Metropolitan News-Enterprise

 

Monday, October 4, 2004

 

Page 1

 

Court of Appeal Rules for Preservationists, Blocks  Plan to Demolish Old Monterey County Jail

 

By KENNETH OFGANG, Staff Writer/Appellate Courts

 

Monterey County supervisors violated the California Environmental Quality Act by voting to demolish the former county jail without completing an environmental impact report, the Sixth District Court of Appeal has ruled.

The panel Thursday ordered publication of the Aug. 31 opinion in which it overturned a lower court ruling in favor of the county. Justice Richard McAdams said the county should have prepared an EIR, in light of serious issues regarding the historic significance of the jail and the feasibility of preserving the structure.

The county may seek Supreme Court review, County Counsel Charles McKee told the Monterey County Herald.

Latino activists, city officials in the county seat of Salinas where the building is located, the local Architectural Heritage Association, the California Preservation Foundation, and the state historic commission—which has recommended the building be listed in the National Register of Historic Places—have supported preserving the jail.

The building was used as a jail until the 1980s, and was later used for a short time as record storage and as a temporary holding facility for prisoners awaiting court appearances. The Board of Supervisors voted to demolish it in 1999 and has been locked in administrative and judicial battles over the site since.

The county says it wants to build a new administration building on the site.

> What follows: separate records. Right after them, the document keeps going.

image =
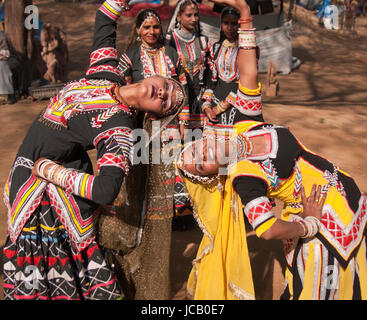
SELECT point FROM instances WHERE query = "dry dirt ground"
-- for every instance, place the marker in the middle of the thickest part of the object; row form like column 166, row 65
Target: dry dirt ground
column 323, row 102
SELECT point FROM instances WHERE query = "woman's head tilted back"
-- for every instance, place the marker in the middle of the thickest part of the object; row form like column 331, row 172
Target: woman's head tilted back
column 160, row 96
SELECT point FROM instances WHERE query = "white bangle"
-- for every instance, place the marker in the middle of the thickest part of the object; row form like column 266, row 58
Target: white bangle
column 312, row 225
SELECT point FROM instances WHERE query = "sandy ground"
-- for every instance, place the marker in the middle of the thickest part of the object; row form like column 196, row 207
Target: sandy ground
column 323, row 102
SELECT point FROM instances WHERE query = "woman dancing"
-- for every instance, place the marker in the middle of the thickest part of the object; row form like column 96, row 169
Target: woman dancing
column 222, row 83
column 184, row 36
column 324, row 234
column 147, row 266
column 51, row 194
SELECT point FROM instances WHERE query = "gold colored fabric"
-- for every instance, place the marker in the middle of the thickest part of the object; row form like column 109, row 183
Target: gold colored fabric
column 221, row 269
column 314, row 269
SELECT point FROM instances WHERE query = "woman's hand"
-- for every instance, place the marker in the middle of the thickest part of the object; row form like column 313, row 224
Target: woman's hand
column 35, row 171
column 211, row 114
column 240, row 5
column 312, row 205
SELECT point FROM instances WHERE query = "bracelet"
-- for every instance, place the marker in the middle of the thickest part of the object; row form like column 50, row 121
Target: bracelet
column 244, row 21
column 41, row 166
column 312, row 225
column 305, row 231
column 205, row 105
column 246, row 39
column 220, row 107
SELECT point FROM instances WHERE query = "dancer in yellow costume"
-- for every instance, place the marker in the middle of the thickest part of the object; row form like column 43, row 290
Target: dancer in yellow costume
column 325, row 239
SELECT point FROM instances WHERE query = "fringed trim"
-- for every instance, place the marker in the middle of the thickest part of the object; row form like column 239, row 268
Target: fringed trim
column 240, row 293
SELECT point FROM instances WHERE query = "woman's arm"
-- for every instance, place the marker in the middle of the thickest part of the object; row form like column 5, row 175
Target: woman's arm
column 258, row 210
column 246, row 60
column 104, row 58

Opponents have suggested a project similar to one in neighboring Santa Cruz County, where an old jail now houses government offices and a museum. They argue that the 1931 Gothic Revival structure should be saved because of its unusual architectural style and because farm labor leader Cesar Chavez was incarcerated there for two weeks in 1970 for disobeying a court order to stop the lettuce boycott, a key event in the development of the United Farm Workers.

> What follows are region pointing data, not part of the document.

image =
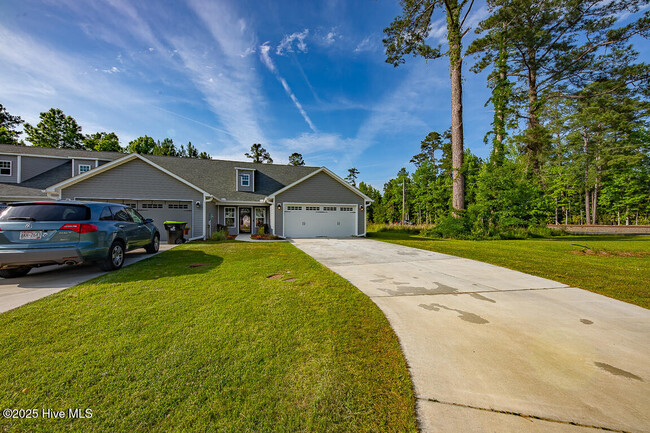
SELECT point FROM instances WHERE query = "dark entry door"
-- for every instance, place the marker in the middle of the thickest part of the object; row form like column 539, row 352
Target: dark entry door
column 244, row 220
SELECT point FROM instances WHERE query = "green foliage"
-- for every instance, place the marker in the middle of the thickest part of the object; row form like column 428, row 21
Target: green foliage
column 296, row 159
column 351, row 178
column 258, row 154
column 144, row 145
column 220, row 235
column 55, row 130
column 103, row 141
column 8, row 125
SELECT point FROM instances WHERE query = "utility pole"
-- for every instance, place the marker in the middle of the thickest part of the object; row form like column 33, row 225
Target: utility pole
column 403, row 199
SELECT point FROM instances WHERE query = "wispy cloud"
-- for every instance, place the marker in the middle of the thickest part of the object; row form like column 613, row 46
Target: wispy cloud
column 268, row 62
column 288, row 42
column 224, row 73
column 368, row 44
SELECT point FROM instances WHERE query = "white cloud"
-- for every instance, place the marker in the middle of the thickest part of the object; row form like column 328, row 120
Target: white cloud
column 368, row 44
column 287, row 43
column 223, row 72
column 268, row 62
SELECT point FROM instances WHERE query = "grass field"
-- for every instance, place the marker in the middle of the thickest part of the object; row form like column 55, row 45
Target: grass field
column 615, row 266
column 201, row 339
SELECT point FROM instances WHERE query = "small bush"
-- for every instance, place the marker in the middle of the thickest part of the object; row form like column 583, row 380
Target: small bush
column 220, row 235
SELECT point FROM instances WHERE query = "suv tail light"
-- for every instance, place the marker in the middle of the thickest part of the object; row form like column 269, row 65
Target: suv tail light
column 80, row 228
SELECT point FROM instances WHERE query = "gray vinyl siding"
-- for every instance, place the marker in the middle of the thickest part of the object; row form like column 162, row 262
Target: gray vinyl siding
column 14, row 169
column 33, row 166
column 137, row 180
column 320, row 189
column 251, row 180
column 78, row 162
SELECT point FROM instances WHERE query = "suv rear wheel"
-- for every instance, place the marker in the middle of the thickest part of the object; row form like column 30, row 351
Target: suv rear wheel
column 115, row 257
column 154, row 245
column 15, row 272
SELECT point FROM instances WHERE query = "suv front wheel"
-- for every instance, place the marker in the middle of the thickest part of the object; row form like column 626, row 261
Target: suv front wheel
column 115, row 257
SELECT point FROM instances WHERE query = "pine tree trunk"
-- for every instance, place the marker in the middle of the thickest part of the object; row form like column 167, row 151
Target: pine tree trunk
column 455, row 67
column 587, row 193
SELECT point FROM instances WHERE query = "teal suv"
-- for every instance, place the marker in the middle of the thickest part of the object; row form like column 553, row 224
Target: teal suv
column 70, row 232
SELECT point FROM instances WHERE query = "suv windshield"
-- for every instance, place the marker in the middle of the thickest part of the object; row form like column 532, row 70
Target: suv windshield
column 45, row 212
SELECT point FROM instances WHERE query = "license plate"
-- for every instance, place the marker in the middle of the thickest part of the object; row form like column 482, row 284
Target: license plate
column 31, row 235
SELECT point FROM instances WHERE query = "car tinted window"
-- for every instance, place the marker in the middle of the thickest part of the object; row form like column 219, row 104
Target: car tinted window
column 106, row 214
column 120, row 214
column 45, row 212
column 136, row 216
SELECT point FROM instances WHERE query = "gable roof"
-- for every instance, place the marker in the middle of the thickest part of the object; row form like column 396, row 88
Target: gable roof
column 209, row 176
column 218, row 176
column 332, row 175
column 58, row 153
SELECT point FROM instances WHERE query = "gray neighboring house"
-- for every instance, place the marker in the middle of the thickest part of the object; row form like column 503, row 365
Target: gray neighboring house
column 293, row 201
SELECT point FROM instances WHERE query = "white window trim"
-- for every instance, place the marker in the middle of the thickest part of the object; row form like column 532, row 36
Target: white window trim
column 234, row 216
column 11, row 167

Chavez was visited at the jail by Ethel Kennedy and Coretta Scott King. Advocates of preserving the building have also cited other well-known prisoners, including Inez Garcia, who in the mid-1970s shot and killed a member of the family that owned the migrant labor camp in which she lived, saying he had raped her.

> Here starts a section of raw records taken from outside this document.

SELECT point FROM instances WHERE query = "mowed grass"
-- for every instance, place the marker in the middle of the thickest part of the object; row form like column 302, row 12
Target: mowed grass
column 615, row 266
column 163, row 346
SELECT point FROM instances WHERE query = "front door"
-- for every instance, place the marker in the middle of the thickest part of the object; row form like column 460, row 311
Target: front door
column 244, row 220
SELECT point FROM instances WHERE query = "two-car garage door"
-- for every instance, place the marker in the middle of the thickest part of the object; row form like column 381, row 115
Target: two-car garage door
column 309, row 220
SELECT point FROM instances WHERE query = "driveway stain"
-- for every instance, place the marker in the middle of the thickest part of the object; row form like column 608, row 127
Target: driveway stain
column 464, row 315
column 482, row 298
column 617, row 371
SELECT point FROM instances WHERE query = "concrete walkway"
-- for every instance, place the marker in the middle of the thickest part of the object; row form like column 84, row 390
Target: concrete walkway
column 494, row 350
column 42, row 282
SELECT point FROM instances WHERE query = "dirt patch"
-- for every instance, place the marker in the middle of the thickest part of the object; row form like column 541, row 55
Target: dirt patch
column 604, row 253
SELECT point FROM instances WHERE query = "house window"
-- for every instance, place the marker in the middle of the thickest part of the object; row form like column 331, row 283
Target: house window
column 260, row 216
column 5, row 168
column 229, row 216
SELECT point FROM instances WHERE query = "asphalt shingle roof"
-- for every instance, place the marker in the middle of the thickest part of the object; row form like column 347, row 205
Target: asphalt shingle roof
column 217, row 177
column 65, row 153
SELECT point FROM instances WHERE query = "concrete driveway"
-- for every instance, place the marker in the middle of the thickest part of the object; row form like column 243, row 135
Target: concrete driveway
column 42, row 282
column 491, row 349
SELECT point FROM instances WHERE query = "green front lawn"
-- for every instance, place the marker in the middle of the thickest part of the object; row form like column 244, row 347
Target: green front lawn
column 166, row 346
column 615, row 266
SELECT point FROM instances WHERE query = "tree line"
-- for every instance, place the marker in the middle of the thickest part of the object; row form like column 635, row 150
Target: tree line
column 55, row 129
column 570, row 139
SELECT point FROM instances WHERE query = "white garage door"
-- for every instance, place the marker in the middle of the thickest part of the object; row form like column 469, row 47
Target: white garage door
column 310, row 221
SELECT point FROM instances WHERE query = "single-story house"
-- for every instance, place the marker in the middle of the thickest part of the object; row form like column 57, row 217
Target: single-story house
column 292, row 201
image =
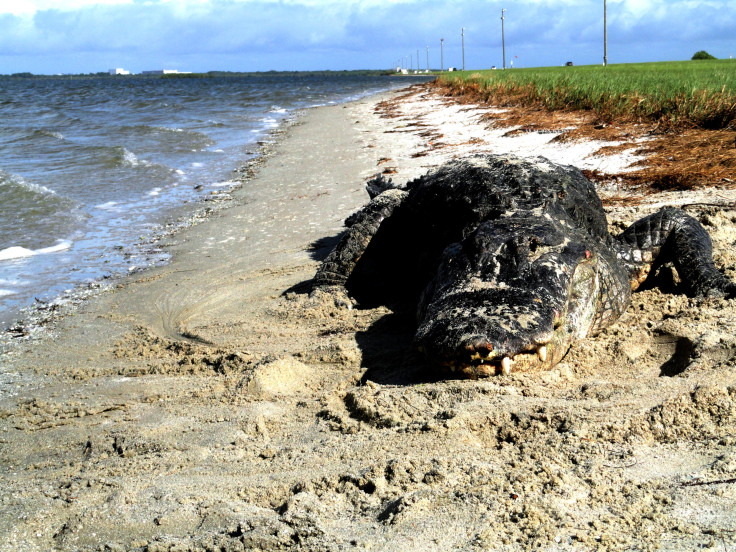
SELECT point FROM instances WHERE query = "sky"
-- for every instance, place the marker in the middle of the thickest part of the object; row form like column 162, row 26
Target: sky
column 84, row 36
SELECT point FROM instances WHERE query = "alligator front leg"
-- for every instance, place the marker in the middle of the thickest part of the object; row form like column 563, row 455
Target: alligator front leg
column 671, row 235
column 363, row 225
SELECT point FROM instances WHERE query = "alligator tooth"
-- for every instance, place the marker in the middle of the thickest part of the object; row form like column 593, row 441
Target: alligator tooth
column 506, row 366
column 542, row 353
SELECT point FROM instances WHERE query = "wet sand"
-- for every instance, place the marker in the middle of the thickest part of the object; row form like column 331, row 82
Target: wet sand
column 212, row 404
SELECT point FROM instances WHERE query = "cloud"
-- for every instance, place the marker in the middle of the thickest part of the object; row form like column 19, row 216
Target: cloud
column 301, row 34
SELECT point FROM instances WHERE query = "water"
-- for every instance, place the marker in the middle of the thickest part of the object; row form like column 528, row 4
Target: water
column 90, row 169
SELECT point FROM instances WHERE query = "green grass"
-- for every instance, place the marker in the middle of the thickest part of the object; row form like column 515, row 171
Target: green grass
column 696, row 93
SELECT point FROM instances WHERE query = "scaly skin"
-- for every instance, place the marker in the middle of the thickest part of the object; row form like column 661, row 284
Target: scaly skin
column 508, row 261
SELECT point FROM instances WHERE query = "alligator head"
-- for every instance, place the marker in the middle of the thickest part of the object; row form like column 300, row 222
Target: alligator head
column 513, row 295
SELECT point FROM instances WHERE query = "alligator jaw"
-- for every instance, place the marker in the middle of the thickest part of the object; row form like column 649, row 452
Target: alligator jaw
column 483, row 363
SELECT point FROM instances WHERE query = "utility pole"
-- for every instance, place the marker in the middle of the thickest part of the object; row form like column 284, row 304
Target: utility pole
column 503, row 40
column 462, row 34
column 605, row 36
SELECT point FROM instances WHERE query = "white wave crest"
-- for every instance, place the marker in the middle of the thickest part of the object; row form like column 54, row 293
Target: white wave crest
column 17, row 252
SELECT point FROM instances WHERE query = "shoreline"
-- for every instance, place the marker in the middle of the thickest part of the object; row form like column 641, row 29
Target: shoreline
column 211, row 404
column 35, row 317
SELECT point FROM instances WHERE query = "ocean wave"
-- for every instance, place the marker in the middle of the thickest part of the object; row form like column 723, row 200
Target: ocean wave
column 49, row 133
column 13, row 182
column 18, row 252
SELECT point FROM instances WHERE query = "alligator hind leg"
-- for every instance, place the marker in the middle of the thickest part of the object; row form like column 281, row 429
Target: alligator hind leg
column 671, row 235
column 362, row 226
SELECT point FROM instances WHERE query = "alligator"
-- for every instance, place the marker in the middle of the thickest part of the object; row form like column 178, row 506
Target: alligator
column 508, row 261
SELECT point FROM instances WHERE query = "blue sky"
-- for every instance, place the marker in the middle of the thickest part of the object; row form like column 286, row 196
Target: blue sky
column 80, row 36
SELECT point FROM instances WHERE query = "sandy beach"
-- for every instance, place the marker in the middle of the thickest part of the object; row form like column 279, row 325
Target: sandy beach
column 211, row 404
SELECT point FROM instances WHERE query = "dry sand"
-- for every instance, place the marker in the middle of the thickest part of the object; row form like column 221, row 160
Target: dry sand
column 212, row 405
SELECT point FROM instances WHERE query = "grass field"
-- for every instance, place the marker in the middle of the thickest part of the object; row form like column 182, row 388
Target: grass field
column 683, row 93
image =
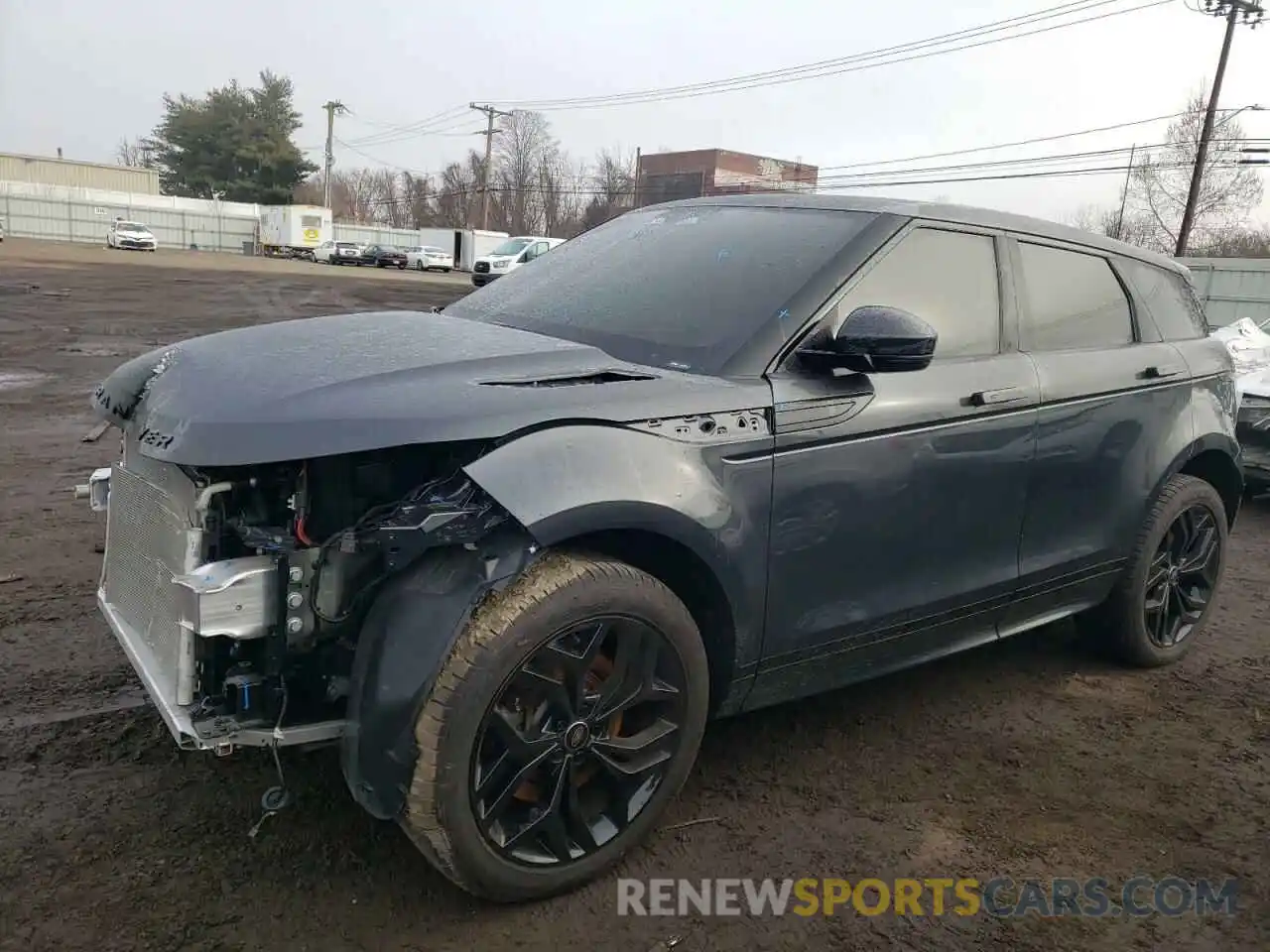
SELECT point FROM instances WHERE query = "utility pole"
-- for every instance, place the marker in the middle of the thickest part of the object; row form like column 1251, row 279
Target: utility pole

Garcia, whose case became a rallying point for the emerging feminist movement, was convicted of murder, but was freed after the conviction was overturned on the basis of a defective jury instruction. Her defense team included prominent Bay Area lawyers Charles Garry and Susan Jordan.

Monterey Superior Court Judge Robert O’Farrell sided with the county, writing:

“Cesar Chavez leaves an historic legacy because of his many years of toil and leadership on behalf of the farm labor movement. His two week connection with the jail represents just one segment of a lifetime effort. The real question is whether the mitigation measures adopted by [the County] will appropriately preserve the historic attributes of that two week period of Cesar Chavez’s life.”

O’Farrell went on to conclude that the county’s proposal to create a documentary archive of the building would render the loss of the structure itself historically insignificant.

But McAdams said opponents of the plan had established a “fair argument” to the contrary, which is all that CEQA requires to compel an EIR. 

The jurist cited an anthropologist’s report commissioned by the county concluding that the building is of historic significance under the criteria for listing in the California Register of Historic Resources and the NRHP, along with the conclusions of a subcommittee of the county’s Historic Resources Review Board.

He also cited testimony at a public hearing by members of groups supporting preservation, including the League of United Latin American Citizens, attesting to the historic and cultural significance of the facility.

The case is Architectural Heritage Association v. County of Monterey, 04 S.O.S. 5334.